Migrants: 'Italy and Greece need support', Italian FM

'Burden is only on countries where they land'

18 February, 18:57

    Italian Minister of Foreign Affairs Paolo Gentiloni visits Athens Italian Minister of Foreign Affairs Paolo Gentiloni visits Athens

    (by Luca Mirone) (ANSAmed) - ATHENS, FEBRUARY 18 - Italy and Greece cannot be left alone to share the ''burden'' of migratory influxes as countries where the migrants first arrive, said Italian foreign minister Paolo Gentiloni on Thursday.

    The EU must also put forth greater efforts for shared policies, he added on a visit to the Greek capital on a day of a delicate European Council meeting marked by divisions on the sharing out of refugees and border control. Greece is under pressure due to a sharp rise in landings on its coasts. The EU Commission has given it three months to fill the gaps in its external border control, while the eastern bloc of the Visegrad group (Poland, Czech Republic, Slovakia and Hungary) is calling loudly for a wall along the border with Macedonia. Italy is meanwhile paying for the Libyan crisis with a sharp rise in landings on Lampedusa. Meeting with Greek president Prokopis Pavlopoulos, Gentiloni warned against ''unilateral choices that could wipe out one of the greatest European achievements, that of free circulation of people and the Schengen Treaty''.

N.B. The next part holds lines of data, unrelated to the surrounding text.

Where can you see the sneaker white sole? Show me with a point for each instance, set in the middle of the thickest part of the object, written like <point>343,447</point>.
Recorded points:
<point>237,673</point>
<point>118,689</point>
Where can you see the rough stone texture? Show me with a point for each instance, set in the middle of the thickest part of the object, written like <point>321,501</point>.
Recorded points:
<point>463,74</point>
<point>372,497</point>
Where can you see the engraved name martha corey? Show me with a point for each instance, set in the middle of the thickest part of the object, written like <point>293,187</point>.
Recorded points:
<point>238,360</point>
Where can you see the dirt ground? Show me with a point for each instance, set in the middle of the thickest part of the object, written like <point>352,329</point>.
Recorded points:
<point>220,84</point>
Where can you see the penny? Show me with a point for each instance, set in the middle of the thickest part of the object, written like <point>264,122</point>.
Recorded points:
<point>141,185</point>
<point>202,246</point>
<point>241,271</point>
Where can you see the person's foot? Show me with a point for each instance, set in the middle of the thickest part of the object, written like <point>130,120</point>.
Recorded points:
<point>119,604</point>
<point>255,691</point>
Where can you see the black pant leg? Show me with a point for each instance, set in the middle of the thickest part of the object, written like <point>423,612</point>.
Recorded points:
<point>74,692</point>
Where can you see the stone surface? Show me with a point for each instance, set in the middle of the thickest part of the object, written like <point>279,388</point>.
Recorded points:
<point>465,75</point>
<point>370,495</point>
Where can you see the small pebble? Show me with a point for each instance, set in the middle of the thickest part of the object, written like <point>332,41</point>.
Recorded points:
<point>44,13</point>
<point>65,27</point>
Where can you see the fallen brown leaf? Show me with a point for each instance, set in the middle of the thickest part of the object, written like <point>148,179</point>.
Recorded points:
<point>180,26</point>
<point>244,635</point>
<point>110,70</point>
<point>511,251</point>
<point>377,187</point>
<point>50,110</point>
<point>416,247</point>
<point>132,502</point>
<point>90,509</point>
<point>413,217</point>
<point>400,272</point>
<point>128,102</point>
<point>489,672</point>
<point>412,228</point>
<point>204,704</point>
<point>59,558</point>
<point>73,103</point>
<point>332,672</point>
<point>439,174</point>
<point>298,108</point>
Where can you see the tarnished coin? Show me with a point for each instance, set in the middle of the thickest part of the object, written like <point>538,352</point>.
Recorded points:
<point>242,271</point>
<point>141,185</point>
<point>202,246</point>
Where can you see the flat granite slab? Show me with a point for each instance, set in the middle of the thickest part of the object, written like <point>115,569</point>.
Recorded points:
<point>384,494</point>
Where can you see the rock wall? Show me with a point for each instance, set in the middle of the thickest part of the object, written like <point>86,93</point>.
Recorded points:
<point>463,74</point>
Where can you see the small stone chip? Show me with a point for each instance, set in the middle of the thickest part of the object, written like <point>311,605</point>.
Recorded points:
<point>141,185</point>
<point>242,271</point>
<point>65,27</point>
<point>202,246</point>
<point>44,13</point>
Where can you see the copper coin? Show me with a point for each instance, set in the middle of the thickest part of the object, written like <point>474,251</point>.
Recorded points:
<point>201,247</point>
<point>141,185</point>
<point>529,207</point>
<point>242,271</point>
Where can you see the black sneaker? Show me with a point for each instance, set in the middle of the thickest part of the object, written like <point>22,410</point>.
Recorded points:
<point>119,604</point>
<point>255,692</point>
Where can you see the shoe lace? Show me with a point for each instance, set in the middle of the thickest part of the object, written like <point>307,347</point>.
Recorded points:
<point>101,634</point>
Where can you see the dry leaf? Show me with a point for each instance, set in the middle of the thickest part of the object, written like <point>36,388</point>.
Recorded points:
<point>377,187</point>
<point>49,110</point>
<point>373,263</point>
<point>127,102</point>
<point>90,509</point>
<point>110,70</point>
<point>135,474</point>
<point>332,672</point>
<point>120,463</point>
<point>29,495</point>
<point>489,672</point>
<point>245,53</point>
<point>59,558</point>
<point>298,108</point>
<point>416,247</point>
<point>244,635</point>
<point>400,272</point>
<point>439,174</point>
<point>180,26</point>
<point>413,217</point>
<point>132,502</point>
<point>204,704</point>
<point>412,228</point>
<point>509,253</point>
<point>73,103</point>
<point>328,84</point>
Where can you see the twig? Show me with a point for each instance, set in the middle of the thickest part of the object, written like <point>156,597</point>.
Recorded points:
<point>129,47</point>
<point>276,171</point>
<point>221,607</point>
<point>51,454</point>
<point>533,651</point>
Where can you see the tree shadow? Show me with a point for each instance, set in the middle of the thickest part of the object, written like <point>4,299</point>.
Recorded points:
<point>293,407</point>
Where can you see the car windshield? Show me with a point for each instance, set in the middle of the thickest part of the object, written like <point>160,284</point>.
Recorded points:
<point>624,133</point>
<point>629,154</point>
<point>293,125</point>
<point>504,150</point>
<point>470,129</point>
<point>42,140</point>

    He underscored that ''there is an alternative'' in the form of EU-wide burden sharing, starting from a revision of the Dublin Regulation to change the rule requiring the first country the migrants set foot in to provide assistance. Gentiloni said that he expected this revision to start in March, ''by the Commission as scheduled''. Though there is staunch opposition to any changes, Italy can count on backing from such countries as Germany and the aim is to widen support, he said. He stressed that it was important to maintain the Schengen zone and prevent the closing of borders that Visegrad would like, as would Italy's neighbor Austria. The Greek president said that his country agreed with Italy ''against countries that want to manage refugees in a unilateral matter''. Athens, he said, is prepared to collaborate with Frontex and NATO but wants ''respect for its sovereignty'' in sea control. Greece also does not want to distance itself from Europe, he said. ''How can we feel outside of Europe?,'' Foreign Minister Nikos Kotzias said, warning that ''the solution is not to block the borders as EU countries that are much 'younger' than us say.

    Much better-thought-out ones are needed, not easy solutions that lead to fragmentation.'' (ANSAmed).